The approach we are taking is an approach that has stemmed from a number of recent observations that revealed that one process that was unexpected to be involved in cancer dissemination which is trafficking of membrane and plasma membrane receptor trafficking which originally was thought to be a way of downregulating signal. It turns out to be a way of conferring a special dimension and polarity to a cell, in particular to a cancer cell.
The other point that is very relevant, the last ten years, 10-15 years, it has become clear that probably one of the reasons that we have been extremely unsuccessful in combating metastasis is because tumours utilise a very plastic mode of disseminating. What I mean is that tumour cells are very flexible so they can use the bicycle, they can use the car, they can use… they can go walking and any of these means are utilised by tumours in order to spread into the surrounding tissues. So, for instance, one attempt to block one of these pathways, metalloprotease inhibitors which are proteolytic enzymes that allow to generate space into the surrounding tissues has been a total failure in clinic probably also because these treatments stimulate a different mode of dissemination. So instead of taking the bike they will take a car but they will still go from point A to point B.

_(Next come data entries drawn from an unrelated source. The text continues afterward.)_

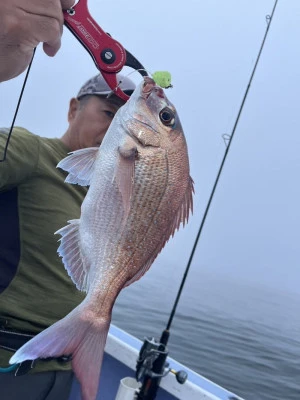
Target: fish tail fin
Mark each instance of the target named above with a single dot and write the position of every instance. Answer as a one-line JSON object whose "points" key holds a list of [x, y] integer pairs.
{"points": [[80, 335]]}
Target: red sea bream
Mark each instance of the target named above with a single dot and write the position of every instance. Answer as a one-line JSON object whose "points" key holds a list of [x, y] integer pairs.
{"points": [[140, 191]]}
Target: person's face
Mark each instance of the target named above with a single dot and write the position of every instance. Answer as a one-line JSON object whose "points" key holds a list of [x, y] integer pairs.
{"points": [[89, 120]]}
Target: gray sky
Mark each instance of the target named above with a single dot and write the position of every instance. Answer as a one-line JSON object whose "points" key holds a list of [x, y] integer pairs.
{"points": [[252, 231]]}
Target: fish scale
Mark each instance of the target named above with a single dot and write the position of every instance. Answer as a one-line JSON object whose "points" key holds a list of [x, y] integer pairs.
{"points": [[140, 191]]}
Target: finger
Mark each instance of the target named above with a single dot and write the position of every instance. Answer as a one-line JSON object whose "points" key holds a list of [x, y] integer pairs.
{"points": [[52, 49], [66, 4]]}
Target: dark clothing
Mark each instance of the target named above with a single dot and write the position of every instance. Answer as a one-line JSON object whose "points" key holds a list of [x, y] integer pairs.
{"points": [[51, 385]]}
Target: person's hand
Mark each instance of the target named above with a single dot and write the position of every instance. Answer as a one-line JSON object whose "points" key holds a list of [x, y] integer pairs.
{"points": [[23, 25]]}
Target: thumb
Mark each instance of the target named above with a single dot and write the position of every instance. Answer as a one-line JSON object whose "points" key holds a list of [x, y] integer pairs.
{"points": [[66, 4], [52, 48]]}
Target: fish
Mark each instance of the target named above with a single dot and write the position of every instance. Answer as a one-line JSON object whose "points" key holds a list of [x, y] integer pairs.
{"points": [[140, 193]]}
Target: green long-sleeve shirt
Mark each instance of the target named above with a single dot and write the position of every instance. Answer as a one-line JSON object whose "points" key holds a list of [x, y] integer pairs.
{"points": [[34, 203]]}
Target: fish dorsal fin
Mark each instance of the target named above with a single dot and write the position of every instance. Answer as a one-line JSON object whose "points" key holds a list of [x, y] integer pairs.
{"points": [[80, 165], [181, 216], [70, 251], [124, 173]]}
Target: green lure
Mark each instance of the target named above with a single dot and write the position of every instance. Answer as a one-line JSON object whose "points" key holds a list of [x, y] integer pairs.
{"points": [[162, 79]]}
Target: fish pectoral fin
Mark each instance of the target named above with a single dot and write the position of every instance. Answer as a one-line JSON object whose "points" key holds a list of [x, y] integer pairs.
{"points": [[70, 251], [80, 165], [124, 173]]}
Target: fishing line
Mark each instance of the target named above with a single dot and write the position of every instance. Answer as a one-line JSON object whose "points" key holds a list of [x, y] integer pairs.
{"points": [[17, 109], [165, 334]]}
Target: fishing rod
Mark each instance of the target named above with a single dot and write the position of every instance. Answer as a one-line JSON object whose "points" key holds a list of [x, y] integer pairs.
{"points": [[151, 365]]}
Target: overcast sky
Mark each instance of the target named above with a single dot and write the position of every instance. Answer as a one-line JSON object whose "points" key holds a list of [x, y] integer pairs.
{"points": [[252, 231]]}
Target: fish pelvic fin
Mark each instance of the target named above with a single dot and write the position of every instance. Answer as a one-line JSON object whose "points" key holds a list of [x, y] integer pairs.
{"points": [[73, 259], [80, 165], [80, 335]]}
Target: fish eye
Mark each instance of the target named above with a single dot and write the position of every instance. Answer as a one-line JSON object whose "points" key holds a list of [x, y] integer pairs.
{"points": [[167, 116]]}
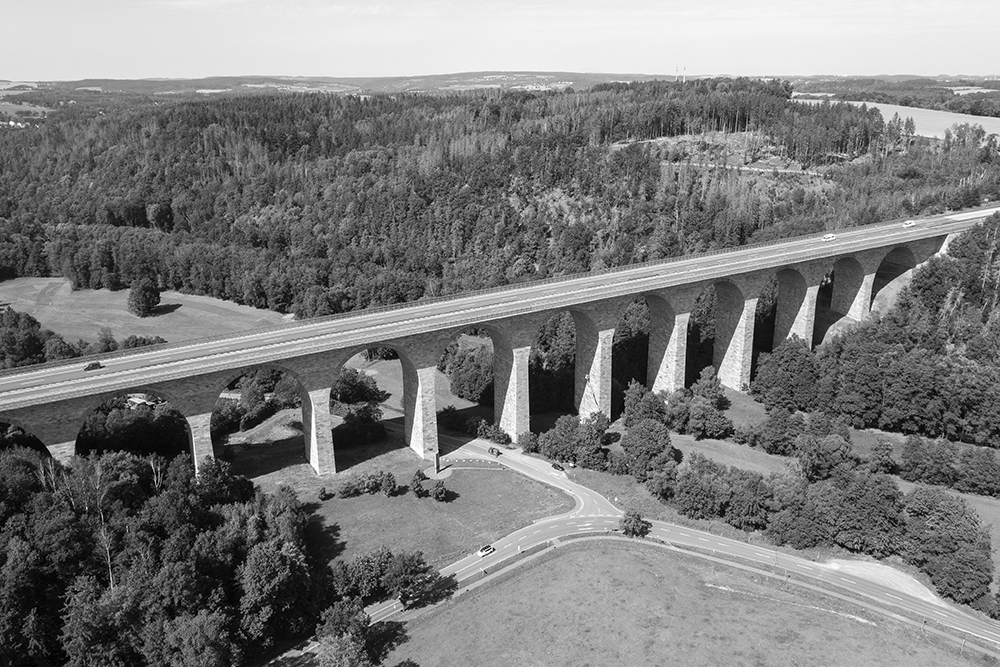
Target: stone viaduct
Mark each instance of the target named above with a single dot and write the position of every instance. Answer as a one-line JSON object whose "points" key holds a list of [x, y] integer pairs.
{"points": [[52, 401]]}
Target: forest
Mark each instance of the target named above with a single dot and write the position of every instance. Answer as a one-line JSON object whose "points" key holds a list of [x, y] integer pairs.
{"points": [[318, 204]]}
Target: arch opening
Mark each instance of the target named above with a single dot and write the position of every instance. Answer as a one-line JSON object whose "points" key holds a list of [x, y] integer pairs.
{"points": [[716, 336], [894, 272], [552, 371], [466, 388], [141, 422], [257, 423], [14, 435], [781, 313]]}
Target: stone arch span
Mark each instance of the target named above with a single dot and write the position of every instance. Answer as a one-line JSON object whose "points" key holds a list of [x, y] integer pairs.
{"points": [[306, 406], [733, 335], [848, 298], [897, 264], [419, 398], [794, 311], [31, 440], [509, 393], [665, 364]]}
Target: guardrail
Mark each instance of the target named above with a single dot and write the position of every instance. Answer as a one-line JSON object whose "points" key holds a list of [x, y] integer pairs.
{"points": [[667, 261]]}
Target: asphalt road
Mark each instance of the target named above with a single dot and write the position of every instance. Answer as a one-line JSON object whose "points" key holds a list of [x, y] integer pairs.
{"points": [[51, 382], [593, 514]]}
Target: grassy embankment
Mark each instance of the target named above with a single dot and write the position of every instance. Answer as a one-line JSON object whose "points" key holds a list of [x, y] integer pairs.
{"points": [[82, 313], [610, 604]]}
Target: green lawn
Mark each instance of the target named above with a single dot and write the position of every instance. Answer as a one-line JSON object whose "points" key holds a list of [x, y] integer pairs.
{"points": [[609, 604], [181, 317]]}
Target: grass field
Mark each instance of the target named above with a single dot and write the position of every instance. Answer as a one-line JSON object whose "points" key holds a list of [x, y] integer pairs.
{"points": [[602, 604], [82, 313]]}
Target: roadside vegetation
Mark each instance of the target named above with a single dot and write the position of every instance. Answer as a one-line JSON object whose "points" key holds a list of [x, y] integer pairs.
{"points": [[318, 204], [556, 610]]}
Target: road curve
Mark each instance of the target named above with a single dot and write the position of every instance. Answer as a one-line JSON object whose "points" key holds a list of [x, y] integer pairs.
{"points": [[62, 380], [596, 516]]}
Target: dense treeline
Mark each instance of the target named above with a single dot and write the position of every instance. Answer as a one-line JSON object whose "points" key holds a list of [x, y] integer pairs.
{"points": [[126, 560], [827, 497], [929, 366], [319, 204]]}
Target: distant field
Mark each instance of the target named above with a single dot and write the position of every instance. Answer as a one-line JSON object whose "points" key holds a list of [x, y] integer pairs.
{"points": [[929, 123], [81, 314], [602, 604]]}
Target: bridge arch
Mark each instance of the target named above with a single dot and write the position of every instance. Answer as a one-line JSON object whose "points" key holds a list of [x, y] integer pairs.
{"points": [[898, 263], [790, 302], [232, 416], [721, 334], [418, 371], [842, 294], [476, 365]]}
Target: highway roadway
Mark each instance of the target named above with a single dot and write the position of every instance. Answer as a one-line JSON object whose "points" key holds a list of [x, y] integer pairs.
{"points": [[597, 516], [51, 382]]}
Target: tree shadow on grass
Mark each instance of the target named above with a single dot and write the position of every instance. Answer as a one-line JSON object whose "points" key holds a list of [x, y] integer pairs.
{"points": [[349, 455], [324, 539], [383, 638], [441, 591], [165, 309]]}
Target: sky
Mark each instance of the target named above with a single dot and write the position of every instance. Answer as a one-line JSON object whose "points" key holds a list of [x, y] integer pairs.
{"points": [[50, 40]]}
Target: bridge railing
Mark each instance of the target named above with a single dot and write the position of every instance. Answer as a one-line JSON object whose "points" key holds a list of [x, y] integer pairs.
{"points": [[429, 300]]}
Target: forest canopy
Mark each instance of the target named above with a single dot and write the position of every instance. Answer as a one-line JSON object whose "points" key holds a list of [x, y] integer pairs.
{"points": [[317, 204]]}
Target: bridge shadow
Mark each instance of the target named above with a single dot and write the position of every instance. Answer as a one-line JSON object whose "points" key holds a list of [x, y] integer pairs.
{"points": [[324, 538], [165, 309], [347, 454]]}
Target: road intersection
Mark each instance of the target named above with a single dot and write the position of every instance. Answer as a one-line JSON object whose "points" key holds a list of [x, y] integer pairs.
{"points": [[597, 517]]}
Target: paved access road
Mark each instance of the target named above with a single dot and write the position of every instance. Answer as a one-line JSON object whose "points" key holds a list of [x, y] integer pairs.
{"points": [[51, 382], [597, 515]]}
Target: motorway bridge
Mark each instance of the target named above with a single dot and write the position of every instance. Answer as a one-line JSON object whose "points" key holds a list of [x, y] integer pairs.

What is the system for this?
Primarily using… so we have originally started from a cell biological type of approach, so basic fundamental cell biology, and we are moving more and more towards models of tumour metastasisation that includes xenografting relevant cancer cell lines in order to understand whether those cancer cell lines injected into a mouse model will be able to metastasise into the surrounding tissue. We go and we knock specific endocytic genes in order to assess the impact on migration and dissemination of this cancer cell line injected into mice.
Then the other approach, we go to clinic, to the clinical sample, human patient. Based on the information that we have got on endocytic molecules affecting migration, we look to see whether those molecules are dysregulated in cancer. So one of the works that I’m going to be presenting pertains to one of these molecules which is called, it doesn’t really matter, RAB5, whose expression is upregulating breast tumours. In particular in those patients that are node negative, so lymph node negative, ER positive, predicts breast cancer, predicts for survival. So the upregulated levels are associated with poor survival and as you are very well aware, the node positive, ER positive cancers are the ones that generally perform very well but are generally also the ones for which it’s very difficult to predict the outcome, the disease outcome.
We are exactly trying to mimic, at least as much as we can, the process of tumour development in the mammary fat bed of the mouse which is the site of injection. In particular we utilise a new technique, relatively new, which is two photon microscopy which affords to image cancer cells deep into the tissues and by that we can really literally monitor the first step of tumour metastasisation which is the detachment of single individual cells from the tumour mass on their way to enter the blood stream or the lymphatic. So this technique allows us to really watch this very initial step of motility and, of course, the goal would be to try to curb this mode of motility in order to help prevent this dissemination. It’s clear that one drug will not do it and it’s going to be multiple drugs probably affecting all these different modes of motility that eventually might be successful in curbing, at least, tumour dissemination.